Les Polonaises ne l’ont jamais eu facile en matière d’IVG. Et depuis janvier 2021, c’est encore plus compliqué. Dans ce pays où l’Église catholique pèse lourd, les avortements sont maintenant illégaux, à deux exceptions près : une grossesse qui met la vie de la mère en danger ou qui résulte d’un viol. « Et on sait à quel point il est difficile de prouver une agression sexuelle… » commente Isabelle Duplessis. Même une malformation grave du fœtus ne constitue plus une raison valable, alors que c’était le cas auparavant. Et les médecins qui pratiqueraient un avortement pour cette raison risquent désormais trois ans de prison. Ils préfèrent s’abstenir, même si la vie de la mère est en jeu. Seules solutions qui s’offrent aux femmes : se rendre à l’étranger pour obtenir une IVG ou commander la pilule abortive par la poste. Un réseau d’entraide, fondé par des militantes pro-choix polonaises, les aide financièrement dans leurs démarches.

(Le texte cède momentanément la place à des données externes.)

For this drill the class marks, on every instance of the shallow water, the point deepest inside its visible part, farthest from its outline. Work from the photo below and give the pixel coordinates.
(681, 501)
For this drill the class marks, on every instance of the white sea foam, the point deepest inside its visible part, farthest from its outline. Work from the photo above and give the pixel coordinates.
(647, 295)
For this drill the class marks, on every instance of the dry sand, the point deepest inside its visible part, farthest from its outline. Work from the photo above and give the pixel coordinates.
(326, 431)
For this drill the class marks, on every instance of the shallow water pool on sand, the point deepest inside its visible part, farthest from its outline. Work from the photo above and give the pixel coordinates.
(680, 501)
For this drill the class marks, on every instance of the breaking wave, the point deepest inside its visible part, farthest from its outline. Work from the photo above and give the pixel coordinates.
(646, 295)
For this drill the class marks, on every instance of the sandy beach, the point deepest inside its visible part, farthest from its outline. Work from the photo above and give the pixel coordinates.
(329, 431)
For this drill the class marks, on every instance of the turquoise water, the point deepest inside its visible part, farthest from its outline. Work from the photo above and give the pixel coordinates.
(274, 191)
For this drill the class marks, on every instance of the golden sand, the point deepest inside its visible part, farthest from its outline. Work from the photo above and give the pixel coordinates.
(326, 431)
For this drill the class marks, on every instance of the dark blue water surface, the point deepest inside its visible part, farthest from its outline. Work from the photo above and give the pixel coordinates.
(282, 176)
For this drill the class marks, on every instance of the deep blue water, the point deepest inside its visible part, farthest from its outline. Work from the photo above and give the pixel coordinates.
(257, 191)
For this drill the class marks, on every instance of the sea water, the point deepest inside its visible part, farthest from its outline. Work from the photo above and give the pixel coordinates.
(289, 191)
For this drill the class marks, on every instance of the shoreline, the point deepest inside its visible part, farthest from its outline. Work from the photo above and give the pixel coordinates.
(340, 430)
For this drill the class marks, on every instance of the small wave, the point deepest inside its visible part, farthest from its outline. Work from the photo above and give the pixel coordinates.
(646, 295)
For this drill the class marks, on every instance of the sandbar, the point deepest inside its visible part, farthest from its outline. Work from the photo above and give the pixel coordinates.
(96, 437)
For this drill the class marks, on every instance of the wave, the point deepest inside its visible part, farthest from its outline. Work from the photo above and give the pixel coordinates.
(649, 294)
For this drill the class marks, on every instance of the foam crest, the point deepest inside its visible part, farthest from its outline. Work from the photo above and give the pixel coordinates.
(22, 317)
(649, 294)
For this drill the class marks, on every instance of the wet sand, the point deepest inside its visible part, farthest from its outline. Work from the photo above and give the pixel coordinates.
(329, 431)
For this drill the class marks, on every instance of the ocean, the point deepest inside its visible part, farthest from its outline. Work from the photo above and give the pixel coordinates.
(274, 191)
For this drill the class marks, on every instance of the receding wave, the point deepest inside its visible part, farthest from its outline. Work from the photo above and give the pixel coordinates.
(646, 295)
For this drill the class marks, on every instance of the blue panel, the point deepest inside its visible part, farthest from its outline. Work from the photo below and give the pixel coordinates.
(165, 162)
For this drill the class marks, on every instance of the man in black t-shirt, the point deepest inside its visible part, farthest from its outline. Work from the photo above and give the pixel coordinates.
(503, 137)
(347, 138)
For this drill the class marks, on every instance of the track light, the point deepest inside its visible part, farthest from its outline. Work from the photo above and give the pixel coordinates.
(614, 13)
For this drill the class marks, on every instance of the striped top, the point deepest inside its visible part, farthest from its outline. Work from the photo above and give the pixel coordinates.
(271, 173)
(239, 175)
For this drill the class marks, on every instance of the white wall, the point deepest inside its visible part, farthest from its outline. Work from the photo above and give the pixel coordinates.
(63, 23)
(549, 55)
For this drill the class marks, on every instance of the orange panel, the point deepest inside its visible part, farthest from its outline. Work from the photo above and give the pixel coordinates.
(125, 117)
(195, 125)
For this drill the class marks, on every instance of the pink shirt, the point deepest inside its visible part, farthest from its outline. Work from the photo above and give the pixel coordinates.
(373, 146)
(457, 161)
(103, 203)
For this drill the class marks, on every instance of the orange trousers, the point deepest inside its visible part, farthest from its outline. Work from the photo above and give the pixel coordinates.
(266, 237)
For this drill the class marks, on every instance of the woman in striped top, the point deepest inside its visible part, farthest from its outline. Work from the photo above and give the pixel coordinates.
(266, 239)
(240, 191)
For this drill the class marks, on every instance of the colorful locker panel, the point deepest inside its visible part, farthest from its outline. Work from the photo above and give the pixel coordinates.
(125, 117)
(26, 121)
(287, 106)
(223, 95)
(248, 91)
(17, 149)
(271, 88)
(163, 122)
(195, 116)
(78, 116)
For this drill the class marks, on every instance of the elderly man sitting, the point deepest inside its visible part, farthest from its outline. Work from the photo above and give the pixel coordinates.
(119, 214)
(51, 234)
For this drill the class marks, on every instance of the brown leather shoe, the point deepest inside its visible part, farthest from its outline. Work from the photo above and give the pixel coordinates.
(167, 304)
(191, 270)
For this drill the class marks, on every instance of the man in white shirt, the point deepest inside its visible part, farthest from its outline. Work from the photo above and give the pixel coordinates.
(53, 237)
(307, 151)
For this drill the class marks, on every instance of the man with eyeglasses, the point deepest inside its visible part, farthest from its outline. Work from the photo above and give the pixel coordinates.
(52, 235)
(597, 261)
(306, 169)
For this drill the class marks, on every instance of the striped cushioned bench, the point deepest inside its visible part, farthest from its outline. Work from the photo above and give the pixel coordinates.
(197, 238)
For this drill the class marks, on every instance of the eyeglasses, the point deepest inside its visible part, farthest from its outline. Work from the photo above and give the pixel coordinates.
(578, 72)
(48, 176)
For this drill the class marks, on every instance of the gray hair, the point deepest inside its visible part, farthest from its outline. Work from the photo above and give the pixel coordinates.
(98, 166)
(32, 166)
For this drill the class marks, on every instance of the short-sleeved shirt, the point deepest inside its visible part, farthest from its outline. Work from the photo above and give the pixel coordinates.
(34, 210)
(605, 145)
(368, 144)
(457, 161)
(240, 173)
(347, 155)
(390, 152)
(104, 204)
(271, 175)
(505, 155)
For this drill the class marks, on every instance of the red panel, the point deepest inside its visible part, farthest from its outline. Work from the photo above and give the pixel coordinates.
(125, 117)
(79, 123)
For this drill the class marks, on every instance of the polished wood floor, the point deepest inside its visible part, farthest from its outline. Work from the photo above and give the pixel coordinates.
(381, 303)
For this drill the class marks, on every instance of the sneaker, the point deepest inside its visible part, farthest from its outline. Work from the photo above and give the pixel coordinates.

Statue de la justice. Photo : Getty Images

Les Irlandaises soulagées

Plus besoin d’aller se faire avorter ailleurs, pour les Irlandaises. Leur pays a légalisé l’interruption de grossesse… en 2019. Les femmes peuvent l’obtenir jusqu’à 12 semaines de gestation. Auparavant, celles qui devaient subir une IVG se rendaient en Angleterre. Elles ne risquaient toutefois pas d’accusations à leur retour – les professionnels de la santé les invitaient même à se rendre dans le pays voisin. Autour de 6600 IVG sont maintenant réalisées en Irlande chaque année.

55 000

C’est le nombre d’avortements clandestins pratiqués chaque jour dans le monde. Soit 20 millions par année ! Ils sont réalisés à l’aide de décoctions de plantes, d’instruments maison ou de médicaments achetés en pharmacie ou sur le marché noir. Cela conduit le quart des femmes qui y ont recours à l’hôpital. Au moins une soixantaine en meurent toutes les 24 heures, peut-être beaucoup plus.

Un réel besoin

À l’échelle internationale, on compte de 36 à 44 IVG pratiquées par tranche de 1000 femmes âgées de 15 à 49 ans, selon une étude publiée en 2021 par le centre de recherche new-yorkais Guttmacher Institute.

Sources : Guttmacher Institute, Center for Reproductive Rights, IPAS, Organisation mondiale de la santé, The Lancet, New York Times, The Irish Times, Le Devoir.